NCI Technique Classifier

Multi-label classifier that identifies specific propaganda techniques in text.

Model Description

This model is Stage 2 of the NCI (Narrative Credibility Index) two-stage propaganda detection pipeline:

  • Stage 1: Fast binary detection - "Does this text contain propaganda?"
  • Stage 2 (this model): Multi-label technique classification - "Which specific techniques are used?"

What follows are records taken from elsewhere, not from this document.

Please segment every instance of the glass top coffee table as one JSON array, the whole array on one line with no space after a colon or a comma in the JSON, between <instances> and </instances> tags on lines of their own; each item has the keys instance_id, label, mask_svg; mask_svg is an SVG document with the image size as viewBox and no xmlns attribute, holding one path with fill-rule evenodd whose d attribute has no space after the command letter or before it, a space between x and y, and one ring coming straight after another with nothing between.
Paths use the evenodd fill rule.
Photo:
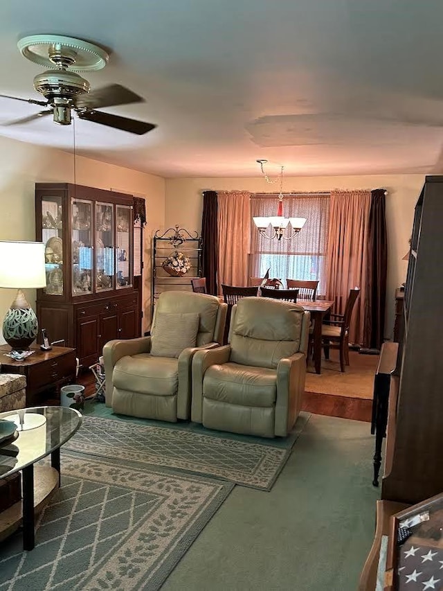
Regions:
<instances>
[{"instance_id":1,"label":"glass top coffee table","mask_svg":"<svg viewBox=\"0 0 443 591\"><path fill-rule=\"evenodd\" d=\"M1 412L1 419L15 423L17 432L0 442L0 478L21 470L23 499L0 513L0 540L22 522L24 549L32 550L35 513L60 486L60 447L78 430L82 417L72 408L48 406ZM36 461L49 455L51 467L34 468Z\"/></svg>"}]
</instances>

The classifier identifies 18 propaganda techniques from the SemEval-2020 Task 11 taxonomy.

Propaganda Techniques

# Technique F1 Score Optimal Threshold
0 Loaded_Language 95.3% 0.3
1 Appeal_to_fear-prejudice 85.1% 0.3
2 Exaggeration,Minimisation 49.0% 0.4
3 Repetition 55.9% 0.4
4 Flag-Waving 50.9% 0.4
5 Name_Calling,Labeling 79.0% 0.1
6 Reductio_ad_hitlerum 82.4% 0.3
7 Black-and-White_Fallacy 68.8% 0.5
8 Causal_Oversimplification 67.9% 0.4
9 Whataboutism,Straw_Men,Red_Herring 47.7% 0.3
10 Straw_Man 60.3% 0.5
11 Red_Herring 86.3% 0.5
12 Doubt 63.4% 0.3
13 Appeal_to_Authority 50.0% 0.3
14 Thought-terminating_Cliches 71.2% 0.5
15 Bandwagon 46.7% 0.5
16 Slogans 46.0% 0.3
17 Obfuscation,Intentional_Vagueness,Confusion 86.3% 0.5

Performance

Test Set Results (1,729 samples):

Metric Default (0.5) Optimized Thresholds
Micro F1 72.7% 80.3%
Macro F1 62.5% 68.3%
ECE (Calibration Error) - 0.0096

Usage

Basic Usage

from transformers import pipeline

classifier = pipeline(
    "text-classification",
    model="synapti/nci-technique-classifier",
    top_k=None  # Return all labels
)

text = "The radical left is DESTROYING our country!"
results = classifier(text)[0]

# Get detected techniques (using default 0.5 threshold)
detected = [r for r in results if r["score"] > 0.5]
for d in detected:
    print(f"{d['label']}: {d['score']:.2%}")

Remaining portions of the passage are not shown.